Es evidente que tanto cultural como geográficamente, esta región es nepalí. El hinduismo se infiltra en sus constumbres y creencias pero su origen les une a los pueblos del Nepal. Sus habitantes, incluso siguen las telenovelas del país vecino: sus telenovelas nos recordaban a las películas de Manolo Escobar o Alfredo Landa; historias de amores y envidias rodadas en las altas estepas de la cordillera y siempre acompañadas de canciones pegadizas.

En Kamru, antigua capital del Imperio Bushahr que gobernó Kinnaur, recorrimos sus inclinadas calles. ¡Qué casas tan bonitas! Sus tejados de pizarra estaban cubiertos de albaricoques puestos a secar para después conservar o hacer licores. Las puertas talladas, las paredes de granito y algunos detalles pintados en colores daban al lugar un aspecto muy alegre y acogedor. En la plaza varios obreros y carpinteros trabajaban afanosos y nos miraban como si fuesemos extraterrestres. Seguimos ascendiendo hacia el templo entre huertos llenos de flores de calabaza y de «morning glory», por todas partes crecían matas de marihuana que es allí una malahierba silvestre.

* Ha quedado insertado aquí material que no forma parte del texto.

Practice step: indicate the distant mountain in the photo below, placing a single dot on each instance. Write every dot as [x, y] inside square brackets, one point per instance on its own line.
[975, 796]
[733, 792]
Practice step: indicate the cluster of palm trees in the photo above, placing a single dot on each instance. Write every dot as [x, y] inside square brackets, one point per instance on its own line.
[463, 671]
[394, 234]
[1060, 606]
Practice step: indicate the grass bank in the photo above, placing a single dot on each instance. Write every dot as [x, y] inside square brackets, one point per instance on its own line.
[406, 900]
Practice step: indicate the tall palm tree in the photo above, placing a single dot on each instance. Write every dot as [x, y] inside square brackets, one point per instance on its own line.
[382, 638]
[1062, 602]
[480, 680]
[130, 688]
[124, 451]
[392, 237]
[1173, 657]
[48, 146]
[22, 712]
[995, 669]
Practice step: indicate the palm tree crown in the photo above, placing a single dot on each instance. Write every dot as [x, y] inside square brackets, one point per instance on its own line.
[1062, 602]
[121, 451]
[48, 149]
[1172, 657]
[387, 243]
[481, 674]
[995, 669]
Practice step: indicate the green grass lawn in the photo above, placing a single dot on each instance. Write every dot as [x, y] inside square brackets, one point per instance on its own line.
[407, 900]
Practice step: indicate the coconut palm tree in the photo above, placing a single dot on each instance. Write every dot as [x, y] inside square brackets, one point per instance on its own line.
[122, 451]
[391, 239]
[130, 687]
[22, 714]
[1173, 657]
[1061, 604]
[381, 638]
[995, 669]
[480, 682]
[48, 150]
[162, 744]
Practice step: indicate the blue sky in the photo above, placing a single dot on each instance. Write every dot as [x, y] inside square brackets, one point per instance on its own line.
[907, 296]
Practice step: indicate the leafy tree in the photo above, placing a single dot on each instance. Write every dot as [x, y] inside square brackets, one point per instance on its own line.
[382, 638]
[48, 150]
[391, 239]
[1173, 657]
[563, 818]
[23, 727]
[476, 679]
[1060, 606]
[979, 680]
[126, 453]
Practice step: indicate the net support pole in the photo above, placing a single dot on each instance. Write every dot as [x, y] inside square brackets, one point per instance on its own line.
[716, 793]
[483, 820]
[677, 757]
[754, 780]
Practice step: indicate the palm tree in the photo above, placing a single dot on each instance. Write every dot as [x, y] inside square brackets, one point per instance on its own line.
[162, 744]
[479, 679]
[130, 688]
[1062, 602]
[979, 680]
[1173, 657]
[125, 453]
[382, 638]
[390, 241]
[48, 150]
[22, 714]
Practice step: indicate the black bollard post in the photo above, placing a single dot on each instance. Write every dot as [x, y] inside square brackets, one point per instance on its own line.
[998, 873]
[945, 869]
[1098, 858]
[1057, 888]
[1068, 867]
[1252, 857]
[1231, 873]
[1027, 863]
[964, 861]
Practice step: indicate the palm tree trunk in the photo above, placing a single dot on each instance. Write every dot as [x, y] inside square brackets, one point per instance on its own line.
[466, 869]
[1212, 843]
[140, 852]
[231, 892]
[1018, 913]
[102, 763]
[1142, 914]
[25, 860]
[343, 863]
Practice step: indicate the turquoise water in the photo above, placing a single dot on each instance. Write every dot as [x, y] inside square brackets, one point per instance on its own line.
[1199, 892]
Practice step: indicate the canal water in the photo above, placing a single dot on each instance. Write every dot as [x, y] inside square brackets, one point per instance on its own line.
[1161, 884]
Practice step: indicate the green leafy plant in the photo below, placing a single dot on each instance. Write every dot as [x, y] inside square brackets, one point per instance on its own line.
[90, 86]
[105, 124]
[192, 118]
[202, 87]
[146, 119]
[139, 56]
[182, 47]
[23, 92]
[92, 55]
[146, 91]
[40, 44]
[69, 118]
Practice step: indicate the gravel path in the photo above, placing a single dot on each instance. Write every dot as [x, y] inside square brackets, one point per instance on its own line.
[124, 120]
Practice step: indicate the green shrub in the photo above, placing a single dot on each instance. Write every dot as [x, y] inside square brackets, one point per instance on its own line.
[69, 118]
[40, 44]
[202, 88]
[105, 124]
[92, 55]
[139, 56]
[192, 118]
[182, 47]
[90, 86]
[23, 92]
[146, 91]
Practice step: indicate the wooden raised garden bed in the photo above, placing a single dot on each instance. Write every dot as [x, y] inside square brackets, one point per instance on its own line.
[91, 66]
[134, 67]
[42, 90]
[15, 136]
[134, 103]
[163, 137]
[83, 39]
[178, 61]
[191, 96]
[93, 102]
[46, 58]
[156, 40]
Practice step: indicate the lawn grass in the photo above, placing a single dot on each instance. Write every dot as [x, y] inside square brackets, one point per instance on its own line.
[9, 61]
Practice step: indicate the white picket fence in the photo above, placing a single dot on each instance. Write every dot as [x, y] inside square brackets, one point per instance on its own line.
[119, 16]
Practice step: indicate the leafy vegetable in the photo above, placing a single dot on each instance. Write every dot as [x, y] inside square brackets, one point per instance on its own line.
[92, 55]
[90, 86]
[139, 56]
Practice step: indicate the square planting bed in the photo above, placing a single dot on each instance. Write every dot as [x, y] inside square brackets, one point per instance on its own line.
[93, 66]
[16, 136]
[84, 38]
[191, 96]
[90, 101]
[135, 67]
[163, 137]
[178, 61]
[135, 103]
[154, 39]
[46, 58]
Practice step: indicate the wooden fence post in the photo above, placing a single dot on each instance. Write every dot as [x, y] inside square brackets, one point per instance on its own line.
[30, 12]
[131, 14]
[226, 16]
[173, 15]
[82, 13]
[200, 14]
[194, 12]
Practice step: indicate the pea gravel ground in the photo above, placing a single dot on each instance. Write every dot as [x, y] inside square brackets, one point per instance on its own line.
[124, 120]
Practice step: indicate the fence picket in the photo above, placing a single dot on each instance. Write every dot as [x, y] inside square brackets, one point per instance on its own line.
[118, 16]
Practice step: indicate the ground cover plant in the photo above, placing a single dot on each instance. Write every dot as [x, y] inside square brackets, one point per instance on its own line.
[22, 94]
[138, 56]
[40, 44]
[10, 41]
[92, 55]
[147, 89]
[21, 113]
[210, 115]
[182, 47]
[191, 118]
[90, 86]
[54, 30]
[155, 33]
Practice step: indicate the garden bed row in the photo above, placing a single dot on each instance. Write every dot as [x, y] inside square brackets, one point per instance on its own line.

Para poder entrar al Templo de Kamakhya Devi, del siglo XV, debimos ponernos los tradicionales gorritos de fieltro verde que utilizan habitualmente en este lugar, además de descalzarnos y atarnos una cinta de trapo a la cintura, según indican las normas del decoro. El amable y simpático militar que controlaba el acceso nos hizo saber las normas y nos advirtió que estaba prohibido entrar a las mujeres que tenían la menstruación.
Por supuesto que, el destino se alió con nosotras en aquellos días, o quizá no, pero confiamos no haber perturbado la paz de los moradores de aquel viejo rincón del mundo…
Para finalizar nuestra estancia en el valle de Sangla visitamos el Templo de Bering Nag y los bosques cercanos donde majestuosos árboles nos acompañaban. No cabía más que reverenciarlos, que observarlos detenidamente, sin prisas y pasear tranquilas, al ritmo que debieron crecer durante siglos.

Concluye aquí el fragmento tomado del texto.